Plastik im Blut, Gift im Schnuller
Manuela Swoboda, Markus Kirchsteiger
In den Weltmeeren schwimmt sechsmal mehr Plastikmüll als Plankton. Bis zu 500 Jahre überdauern bestimmte Kunststoffarten in Böden und Gewässern. „Plastik ist praktisch überall, sogar in unserem Blut", sagt der österreichische Regisseur Werner Boote nach zehn Jahren Recherche für seinen Dokumentarfilm „Plastic Planet", der soeben im Kino angelaufen ist. Die gesammelten Daten und Fakten sind erschreckend.

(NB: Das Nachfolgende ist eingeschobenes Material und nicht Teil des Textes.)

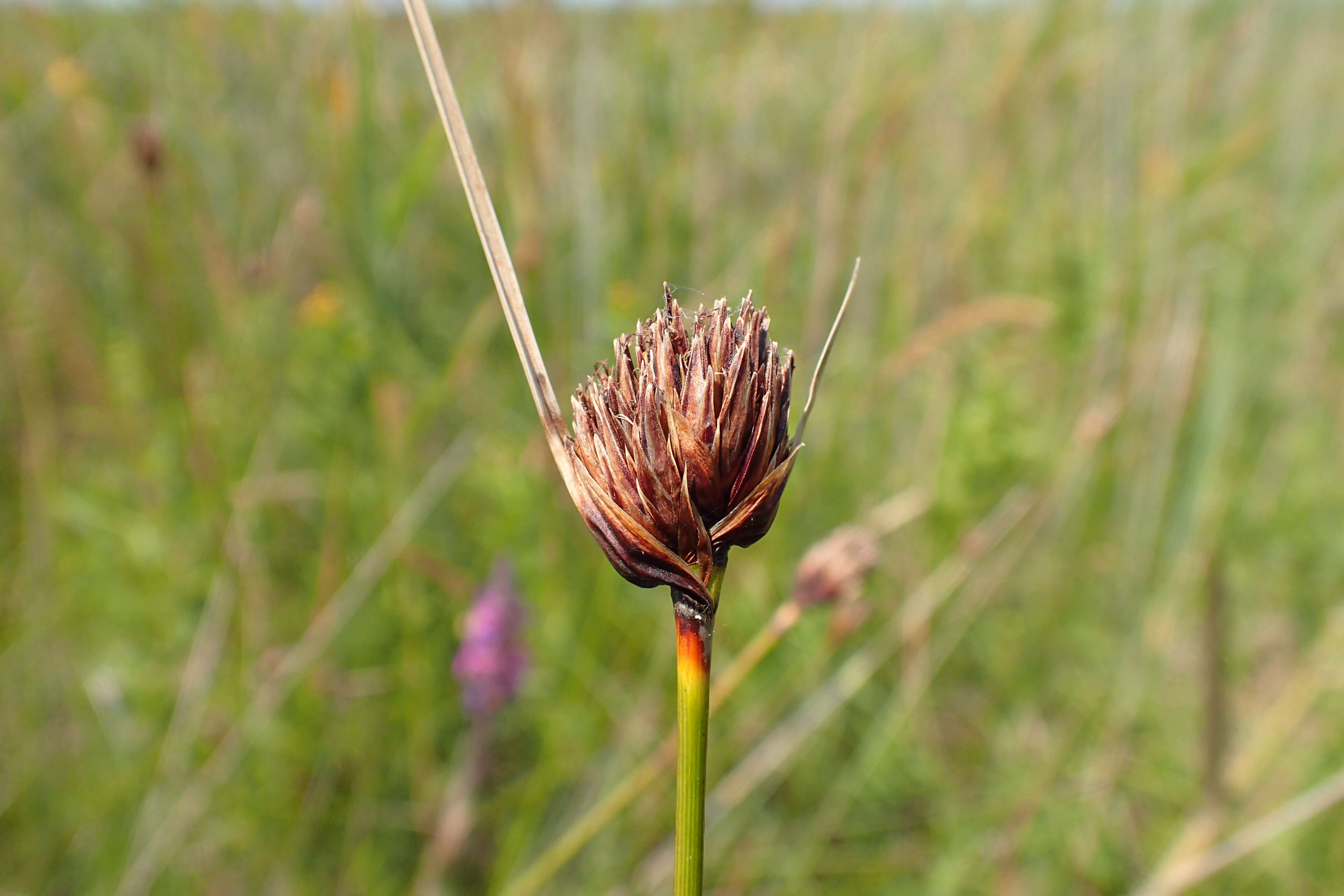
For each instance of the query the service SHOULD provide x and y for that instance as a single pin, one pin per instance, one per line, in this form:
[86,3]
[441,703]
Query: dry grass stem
[826,354]
[191,804]
[1249,839]
[492,238]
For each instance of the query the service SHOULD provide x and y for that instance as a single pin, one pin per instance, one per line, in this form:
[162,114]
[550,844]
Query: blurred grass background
[245,308]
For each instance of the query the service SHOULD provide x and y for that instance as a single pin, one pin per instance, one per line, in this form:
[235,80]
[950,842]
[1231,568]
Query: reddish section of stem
[693,649]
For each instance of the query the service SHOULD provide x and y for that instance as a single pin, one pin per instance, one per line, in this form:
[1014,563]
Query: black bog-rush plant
[683,451]
[680,451]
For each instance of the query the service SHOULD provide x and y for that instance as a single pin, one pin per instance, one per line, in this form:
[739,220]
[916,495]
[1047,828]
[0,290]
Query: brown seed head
[832,570]
[683,445]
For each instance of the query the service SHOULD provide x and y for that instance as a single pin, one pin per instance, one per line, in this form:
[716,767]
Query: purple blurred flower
[492,657]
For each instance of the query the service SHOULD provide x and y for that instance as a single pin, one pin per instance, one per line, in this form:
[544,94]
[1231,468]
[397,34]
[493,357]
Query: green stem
[694,641]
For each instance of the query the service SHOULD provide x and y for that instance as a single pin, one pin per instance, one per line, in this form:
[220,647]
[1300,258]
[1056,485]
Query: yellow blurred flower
[322,305]
[66,78]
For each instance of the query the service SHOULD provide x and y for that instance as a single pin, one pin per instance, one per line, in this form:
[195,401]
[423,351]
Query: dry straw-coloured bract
[682,445]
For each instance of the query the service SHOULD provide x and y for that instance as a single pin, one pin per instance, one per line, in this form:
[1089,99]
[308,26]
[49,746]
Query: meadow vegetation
[1100,327]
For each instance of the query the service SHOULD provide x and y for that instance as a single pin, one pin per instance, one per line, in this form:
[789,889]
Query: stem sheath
[694,643]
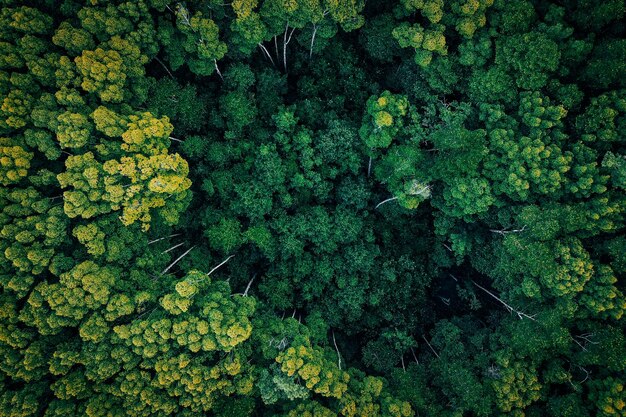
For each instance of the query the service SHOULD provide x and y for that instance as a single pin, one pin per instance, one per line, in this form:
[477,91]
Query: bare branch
[218,70]
[176,261]
[172,248]
[385,201]
[312,41]
[223,262]
[520,314]
[162,238]
[337,349]
[245,293]
[164,66]
[431,348]
[266,52]
[504,232]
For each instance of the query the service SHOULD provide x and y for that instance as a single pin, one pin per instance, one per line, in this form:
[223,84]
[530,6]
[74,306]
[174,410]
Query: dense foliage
[312,208]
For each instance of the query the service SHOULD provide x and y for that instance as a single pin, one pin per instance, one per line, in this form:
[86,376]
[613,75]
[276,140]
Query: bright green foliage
[73,40]
[609,397]
[383,119]
[425,42]
[32,226]
[530,58]
[319,374]
[517,387]
[404,208]
[103,73]
[14,162]
[74,130]
[533,161]
[85,288]
[195,41]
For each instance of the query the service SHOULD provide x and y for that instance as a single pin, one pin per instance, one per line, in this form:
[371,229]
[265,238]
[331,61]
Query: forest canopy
[312,208]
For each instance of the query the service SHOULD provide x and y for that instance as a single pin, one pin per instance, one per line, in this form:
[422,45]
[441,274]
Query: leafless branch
[176,261]
[504,232]
[431,348]
[337,349]
[172,248]
[223,262]
[165,67]
[520,314]
[266,53]
[385,201]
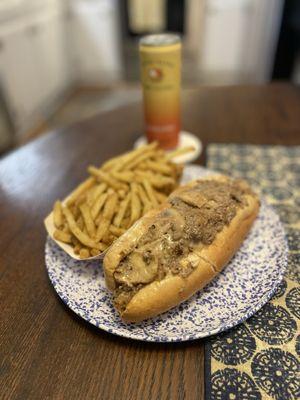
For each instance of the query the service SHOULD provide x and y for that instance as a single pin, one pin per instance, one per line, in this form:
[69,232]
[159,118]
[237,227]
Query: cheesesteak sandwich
[176,249]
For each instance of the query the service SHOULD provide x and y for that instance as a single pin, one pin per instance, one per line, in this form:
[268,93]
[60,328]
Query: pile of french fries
[114,197]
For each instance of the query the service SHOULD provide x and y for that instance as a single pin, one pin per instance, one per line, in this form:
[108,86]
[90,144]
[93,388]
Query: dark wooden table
[47,352]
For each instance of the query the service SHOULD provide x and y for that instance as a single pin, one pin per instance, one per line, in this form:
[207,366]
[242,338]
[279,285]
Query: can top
[160,39]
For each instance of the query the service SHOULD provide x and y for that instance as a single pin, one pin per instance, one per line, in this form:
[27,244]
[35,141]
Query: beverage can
[160,61]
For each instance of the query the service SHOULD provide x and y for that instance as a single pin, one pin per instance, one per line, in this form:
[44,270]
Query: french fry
[108,238]
[66,228]
[125,223]
[144,199]
[94,193]
[121,194]
[98,205]
[77,248]
[121,211]
[110,207]
[80,222]
[57,214]
[95,252]
[126,176]
[84,253]
[135,204]
[149,190]
[108,212]
[83,187]
[115,195]
[180,152]
[88,221]
[106,178]
[83,238]
[75,211]
[116,231]
[62,236]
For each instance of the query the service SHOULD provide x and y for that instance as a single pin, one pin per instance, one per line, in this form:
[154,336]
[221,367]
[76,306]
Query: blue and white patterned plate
[243,287]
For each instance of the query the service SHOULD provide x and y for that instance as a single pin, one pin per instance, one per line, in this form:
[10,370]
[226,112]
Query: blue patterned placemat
[259,359]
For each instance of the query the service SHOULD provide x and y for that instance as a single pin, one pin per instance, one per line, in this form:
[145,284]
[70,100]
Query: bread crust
[159,296]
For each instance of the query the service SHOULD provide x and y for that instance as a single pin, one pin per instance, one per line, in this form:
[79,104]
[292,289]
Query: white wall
[239,39]
[94,40]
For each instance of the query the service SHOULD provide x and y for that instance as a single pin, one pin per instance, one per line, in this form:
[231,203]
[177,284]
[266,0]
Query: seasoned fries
[114,197]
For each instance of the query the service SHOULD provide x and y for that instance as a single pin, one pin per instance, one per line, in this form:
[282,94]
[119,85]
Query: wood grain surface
[47,352]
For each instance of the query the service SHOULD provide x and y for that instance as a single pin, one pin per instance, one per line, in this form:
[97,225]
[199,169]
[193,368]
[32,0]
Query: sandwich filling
[194,218]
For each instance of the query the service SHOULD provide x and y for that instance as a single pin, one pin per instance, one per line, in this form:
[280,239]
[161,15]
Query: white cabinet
[33,65]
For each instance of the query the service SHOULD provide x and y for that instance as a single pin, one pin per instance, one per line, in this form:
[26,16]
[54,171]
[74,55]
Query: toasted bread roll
[176,249]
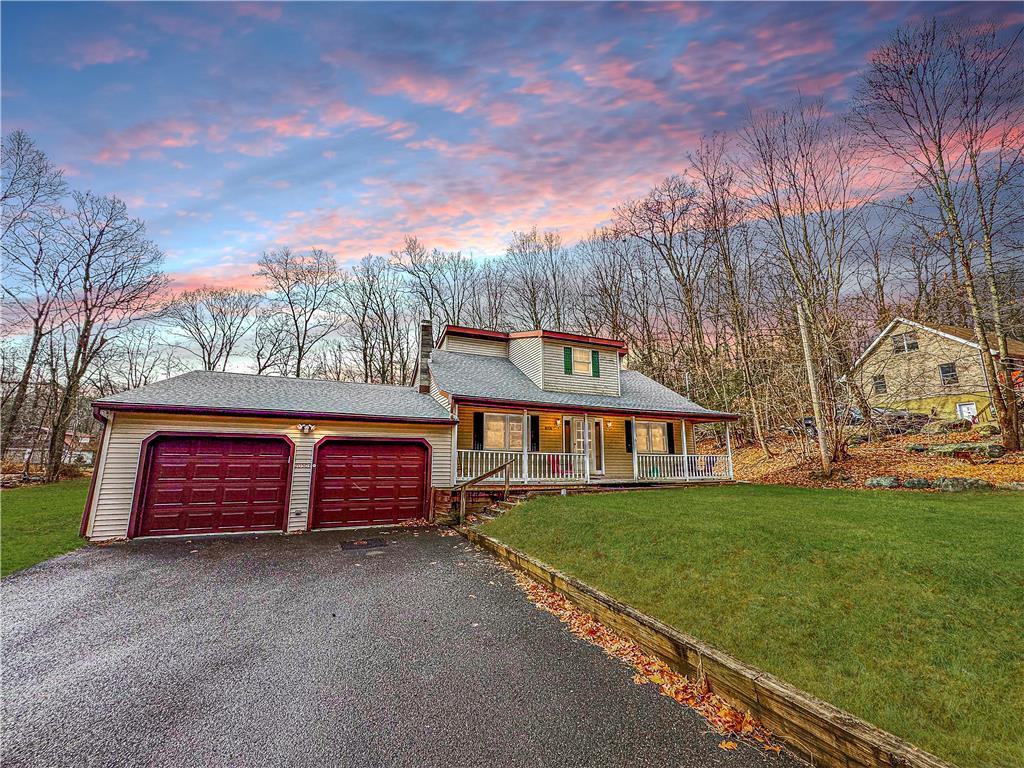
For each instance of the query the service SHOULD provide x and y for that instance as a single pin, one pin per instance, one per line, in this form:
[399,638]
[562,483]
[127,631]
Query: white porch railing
[553,468]
[683,467]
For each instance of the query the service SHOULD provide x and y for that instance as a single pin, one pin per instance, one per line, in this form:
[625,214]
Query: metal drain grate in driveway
[364,544]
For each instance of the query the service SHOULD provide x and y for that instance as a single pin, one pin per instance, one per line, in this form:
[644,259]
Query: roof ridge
[291,378]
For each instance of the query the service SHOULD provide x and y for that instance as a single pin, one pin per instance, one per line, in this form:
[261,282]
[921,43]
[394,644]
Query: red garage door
[369,483]
[201,484]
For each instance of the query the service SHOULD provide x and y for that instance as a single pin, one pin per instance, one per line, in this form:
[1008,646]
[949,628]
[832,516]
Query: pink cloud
[291,126]
[778,42]
[620,75]
[146,138]
[340,113]
[103,50]
[428,89]
[263,11]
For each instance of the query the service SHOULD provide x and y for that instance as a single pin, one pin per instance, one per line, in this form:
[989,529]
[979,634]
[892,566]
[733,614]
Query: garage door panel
[364,483]
[198,484]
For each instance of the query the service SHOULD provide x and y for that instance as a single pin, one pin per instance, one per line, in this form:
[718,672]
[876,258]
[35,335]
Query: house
[931,369]
[207,452]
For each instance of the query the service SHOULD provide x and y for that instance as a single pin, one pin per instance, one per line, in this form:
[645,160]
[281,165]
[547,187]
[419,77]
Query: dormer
[474,341]
[568,363]
[554,360]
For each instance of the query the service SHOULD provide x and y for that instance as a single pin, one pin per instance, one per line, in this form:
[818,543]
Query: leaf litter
[723,717]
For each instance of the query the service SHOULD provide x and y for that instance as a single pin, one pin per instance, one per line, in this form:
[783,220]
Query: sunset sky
[236,127]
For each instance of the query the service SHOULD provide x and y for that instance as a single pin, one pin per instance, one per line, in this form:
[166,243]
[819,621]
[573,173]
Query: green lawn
[39,522]
[904,608]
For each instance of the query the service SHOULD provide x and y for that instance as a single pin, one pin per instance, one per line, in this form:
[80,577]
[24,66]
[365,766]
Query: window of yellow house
[502,432]
[652,437]
[905,342]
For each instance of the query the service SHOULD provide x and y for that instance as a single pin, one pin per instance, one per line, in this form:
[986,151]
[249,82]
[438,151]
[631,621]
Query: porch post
[633,419]
[455,444]
[686,452]
[728,450]
[586,445]
[525,448]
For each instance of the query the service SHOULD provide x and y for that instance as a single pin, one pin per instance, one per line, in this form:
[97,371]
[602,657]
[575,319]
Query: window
[652,437]
[947,374]
[502,432]
[581,361]
[905,342]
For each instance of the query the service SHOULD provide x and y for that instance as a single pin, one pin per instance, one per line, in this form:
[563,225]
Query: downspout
[97,468]
[686,452]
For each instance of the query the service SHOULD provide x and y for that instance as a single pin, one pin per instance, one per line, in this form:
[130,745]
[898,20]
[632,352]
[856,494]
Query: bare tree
[442,282]
[805,175]
[35,272]
[724,214]
[136,356]
[532,269]
[213,321]
[378,320]
[117,279]
[305,291]
[272,346]
[31,183]
[948,104]
[666,222]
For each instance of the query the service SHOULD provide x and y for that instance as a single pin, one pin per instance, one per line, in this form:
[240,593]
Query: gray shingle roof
[497,378]
[204,389]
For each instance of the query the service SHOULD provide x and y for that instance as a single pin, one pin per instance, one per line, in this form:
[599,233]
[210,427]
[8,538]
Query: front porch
[603,451]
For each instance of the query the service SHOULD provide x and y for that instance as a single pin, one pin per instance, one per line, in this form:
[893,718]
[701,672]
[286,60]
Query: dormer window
[903,343]
[582,361]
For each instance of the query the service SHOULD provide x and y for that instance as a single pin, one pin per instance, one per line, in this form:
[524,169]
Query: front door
[579,441]
[596,445]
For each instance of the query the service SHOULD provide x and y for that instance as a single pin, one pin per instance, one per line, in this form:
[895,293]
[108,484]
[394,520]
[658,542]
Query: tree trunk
[813,384]
[17,400]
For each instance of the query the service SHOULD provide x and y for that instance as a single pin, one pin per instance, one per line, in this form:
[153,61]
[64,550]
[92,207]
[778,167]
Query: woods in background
[750,281]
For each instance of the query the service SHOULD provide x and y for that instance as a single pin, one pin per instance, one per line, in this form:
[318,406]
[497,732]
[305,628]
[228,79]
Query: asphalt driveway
[297,650]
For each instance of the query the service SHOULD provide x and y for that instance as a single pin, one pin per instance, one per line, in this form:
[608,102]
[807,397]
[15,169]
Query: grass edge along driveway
[39,522]
[906,609]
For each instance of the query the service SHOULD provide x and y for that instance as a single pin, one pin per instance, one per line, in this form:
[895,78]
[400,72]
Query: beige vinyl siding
[619,463]
[493,347]
[121,460]
[526,354]
[556,380]
[438,395]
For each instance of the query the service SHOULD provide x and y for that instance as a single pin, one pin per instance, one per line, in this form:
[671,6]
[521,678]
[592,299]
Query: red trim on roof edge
[579,338]
[584,409]
[476,333]
[262,413]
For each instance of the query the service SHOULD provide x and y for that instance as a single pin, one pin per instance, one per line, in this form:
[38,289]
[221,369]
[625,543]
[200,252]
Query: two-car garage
[248,455]
[201,483]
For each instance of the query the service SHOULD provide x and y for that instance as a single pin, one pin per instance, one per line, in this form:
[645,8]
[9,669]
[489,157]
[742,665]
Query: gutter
[264,413]
[689,416]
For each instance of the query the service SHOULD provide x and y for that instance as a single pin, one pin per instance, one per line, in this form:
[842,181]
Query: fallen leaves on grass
[791,466]
[724,718]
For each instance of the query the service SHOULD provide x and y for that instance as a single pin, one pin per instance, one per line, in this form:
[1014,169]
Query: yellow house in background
[930,369]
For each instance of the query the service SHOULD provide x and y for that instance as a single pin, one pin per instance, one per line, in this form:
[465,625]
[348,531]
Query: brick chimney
[426,347]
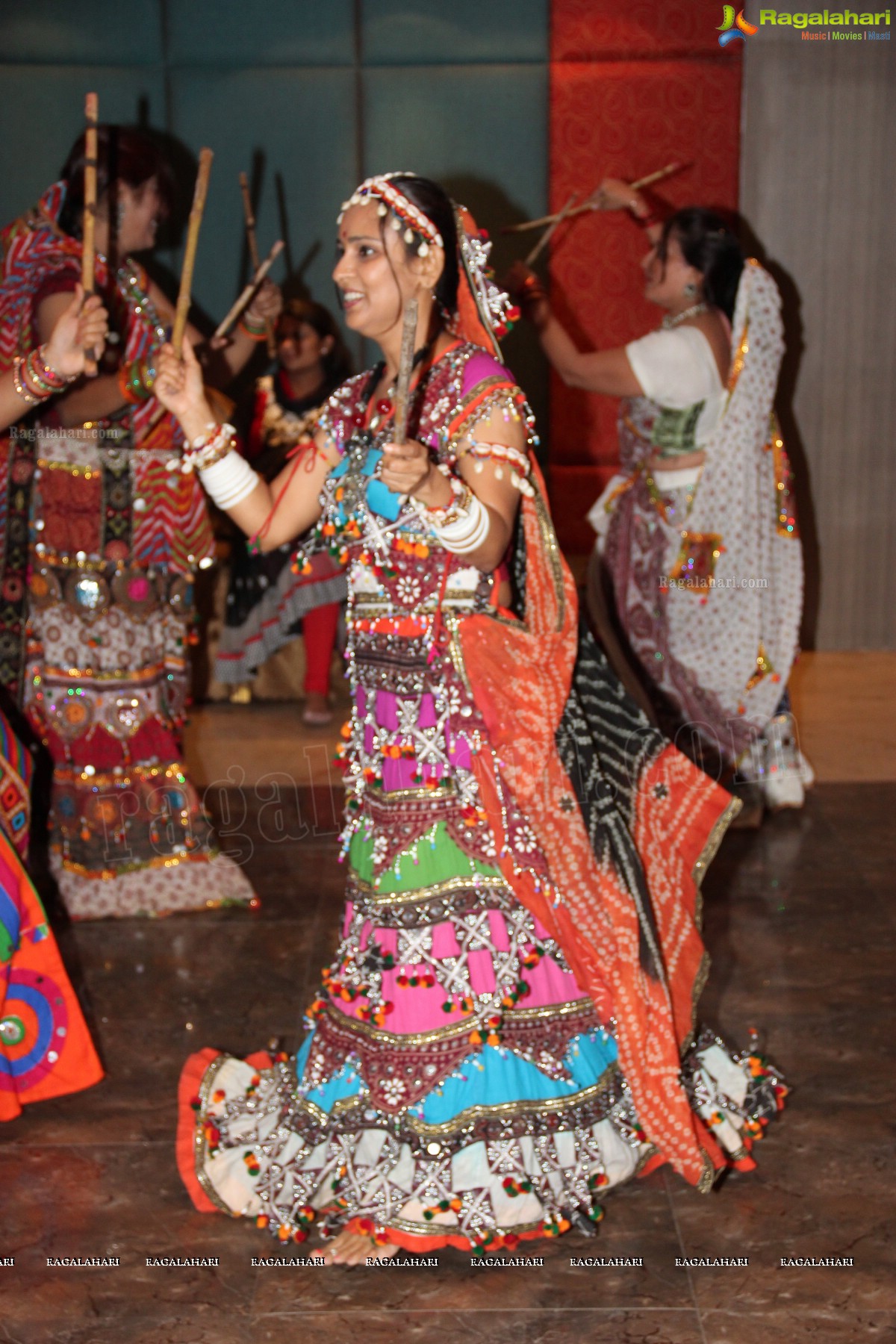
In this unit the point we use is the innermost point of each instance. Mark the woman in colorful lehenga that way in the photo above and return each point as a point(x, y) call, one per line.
point(699, 534)
point(507, 1027)
point(267, 601)
point(45, 1045)
point(100, 551)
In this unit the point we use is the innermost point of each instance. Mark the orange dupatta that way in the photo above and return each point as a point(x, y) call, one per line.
point(520, 675)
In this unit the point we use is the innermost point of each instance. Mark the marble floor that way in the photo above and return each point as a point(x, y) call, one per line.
point(800, 918)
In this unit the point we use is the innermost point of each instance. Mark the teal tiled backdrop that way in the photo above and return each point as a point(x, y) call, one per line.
point(312, 92)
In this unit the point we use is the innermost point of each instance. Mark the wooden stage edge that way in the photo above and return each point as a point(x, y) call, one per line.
point(844, 703)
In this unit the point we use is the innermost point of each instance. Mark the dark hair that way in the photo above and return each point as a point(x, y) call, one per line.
point(337, 363)
point(709, 245)
point(437, 206)
point(122, 155)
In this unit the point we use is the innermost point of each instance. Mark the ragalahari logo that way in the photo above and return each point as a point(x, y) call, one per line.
point(734, 27)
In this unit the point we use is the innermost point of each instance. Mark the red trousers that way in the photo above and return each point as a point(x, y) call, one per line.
point(319, 632)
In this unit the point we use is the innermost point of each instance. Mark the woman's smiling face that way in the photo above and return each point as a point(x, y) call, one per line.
point(373, 272)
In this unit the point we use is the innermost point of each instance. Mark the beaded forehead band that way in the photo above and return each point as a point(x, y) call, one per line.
point(405, 213)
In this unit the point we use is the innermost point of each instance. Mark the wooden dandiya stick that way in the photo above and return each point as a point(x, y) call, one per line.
point(591, 203)
point(253, 253)
point(405, 370)
point(223, 327)
point(190, 250)
point(548, 233)
point(89, 250)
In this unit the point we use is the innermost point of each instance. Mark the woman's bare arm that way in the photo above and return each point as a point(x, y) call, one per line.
point(276, 512)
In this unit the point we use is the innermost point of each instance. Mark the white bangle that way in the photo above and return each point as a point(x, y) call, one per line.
point(230, 480)
point(467, 532)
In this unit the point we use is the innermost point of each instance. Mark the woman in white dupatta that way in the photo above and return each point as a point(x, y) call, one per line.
point(697, 532)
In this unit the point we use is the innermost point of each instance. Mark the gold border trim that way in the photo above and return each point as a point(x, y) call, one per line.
point(375, 897)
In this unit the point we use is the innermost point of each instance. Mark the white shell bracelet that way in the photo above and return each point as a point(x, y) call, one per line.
point(467, 532)
point(230, 480)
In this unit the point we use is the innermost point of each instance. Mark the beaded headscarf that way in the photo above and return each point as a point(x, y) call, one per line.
point(484, 311)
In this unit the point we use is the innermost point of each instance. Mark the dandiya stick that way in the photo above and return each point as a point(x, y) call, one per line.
point(591, 203)
point(190, 252)
point(253, 253)
point(548, 233)
point(89, 252)
point(223, 327)
point(405, 370)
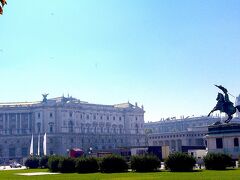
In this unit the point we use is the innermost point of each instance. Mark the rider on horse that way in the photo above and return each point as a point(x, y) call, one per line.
point(226, 104)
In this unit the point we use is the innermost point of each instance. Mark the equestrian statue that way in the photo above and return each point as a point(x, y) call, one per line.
point(224, 104)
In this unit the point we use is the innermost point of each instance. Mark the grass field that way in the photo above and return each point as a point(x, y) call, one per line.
point(205, 174)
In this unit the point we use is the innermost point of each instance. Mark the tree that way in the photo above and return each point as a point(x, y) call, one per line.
point(3, 2)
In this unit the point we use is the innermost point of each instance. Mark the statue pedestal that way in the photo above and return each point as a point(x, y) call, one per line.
point(224, 138)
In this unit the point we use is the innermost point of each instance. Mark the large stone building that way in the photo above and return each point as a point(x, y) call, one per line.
point(69, 123)
point(180, 134)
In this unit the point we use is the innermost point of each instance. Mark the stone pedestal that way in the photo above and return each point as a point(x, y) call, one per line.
point(224, 138)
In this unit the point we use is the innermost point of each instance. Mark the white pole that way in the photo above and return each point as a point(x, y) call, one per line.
point(45, 144)
point(39, 145)
point(31, 147)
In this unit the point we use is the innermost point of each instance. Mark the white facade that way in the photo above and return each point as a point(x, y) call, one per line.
point(68, 123)
point(179, 134)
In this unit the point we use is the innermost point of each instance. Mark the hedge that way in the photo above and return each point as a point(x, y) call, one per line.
point(32, 162)
point(180, 162)
point(53, 162)
point(87, 165)
point(145, 163)
point(67, 165)
point(113, 163)
point(217, 161)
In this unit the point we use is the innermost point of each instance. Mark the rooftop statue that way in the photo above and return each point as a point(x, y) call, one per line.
point(224, 104)
point(44, 97)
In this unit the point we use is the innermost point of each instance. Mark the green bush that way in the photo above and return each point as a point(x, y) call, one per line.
point(67, 165)
point(53, 162)
point(32, 162)
point(146, 163)
point(43, 162)
point(217, 161)
point(87, 165)
point(180, 162)
point(113, 163)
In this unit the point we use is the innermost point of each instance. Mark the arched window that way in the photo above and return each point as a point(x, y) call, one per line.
point(236, 142)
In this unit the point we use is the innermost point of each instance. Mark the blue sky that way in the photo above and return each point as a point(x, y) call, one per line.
point(164, 54)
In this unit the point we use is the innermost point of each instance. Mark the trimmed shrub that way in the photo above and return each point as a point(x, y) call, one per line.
point(217, 161)
point(180, 162)
point(67, 165)
point(32, 162)
point(113, 163)
point(146, 163)
point(43, 162)
point(87, 165)
point(53, 162)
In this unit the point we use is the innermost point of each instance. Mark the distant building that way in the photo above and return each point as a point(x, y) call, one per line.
point(179, 134)
point(69, 123)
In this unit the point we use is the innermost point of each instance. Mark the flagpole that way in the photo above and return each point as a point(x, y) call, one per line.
point(38, 145)
point(45, 144)
point(31, 147)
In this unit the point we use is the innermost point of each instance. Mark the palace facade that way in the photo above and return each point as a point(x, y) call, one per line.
point(69, 123)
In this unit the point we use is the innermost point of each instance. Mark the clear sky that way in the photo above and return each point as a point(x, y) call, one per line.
point(164, 54)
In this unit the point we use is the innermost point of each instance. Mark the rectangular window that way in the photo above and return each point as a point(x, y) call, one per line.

„Zur Zeit werden allein in Europa rund 60 Millionen Tonnen Plastik im Jahr produziert", prahlt John Taylor, der Präsident von PlasticsEurope, der Dachorganisation der europäischen Kunststofferzeuger. Allein mit der Menge an Kunststoff, die in den vergangenen 100 Jahren produziert wurde, könnte man den ganzen Globus sechsmal einwickeln. Über die negativen Seiten von Plastik spricht John Taylor weniger gern. Das sei nicht seine Sache, sagt er in „Plastic Planet". Werner Boote sieht das anders, schließlich war sein Großvater Plastik-Fabrikant. In Michael-Moore-Manier (dumm stellen, blöd fragen) hat er Grauenhaftes entdeckt, auch an den entlegensten Flecken der Erde wie in der Sahara in Marokko. Dort hinterließ die Film-Crew des Historienschinkens „Lawrence von Arabien" einen bleibenden Eindruck: Tonnen von Müll.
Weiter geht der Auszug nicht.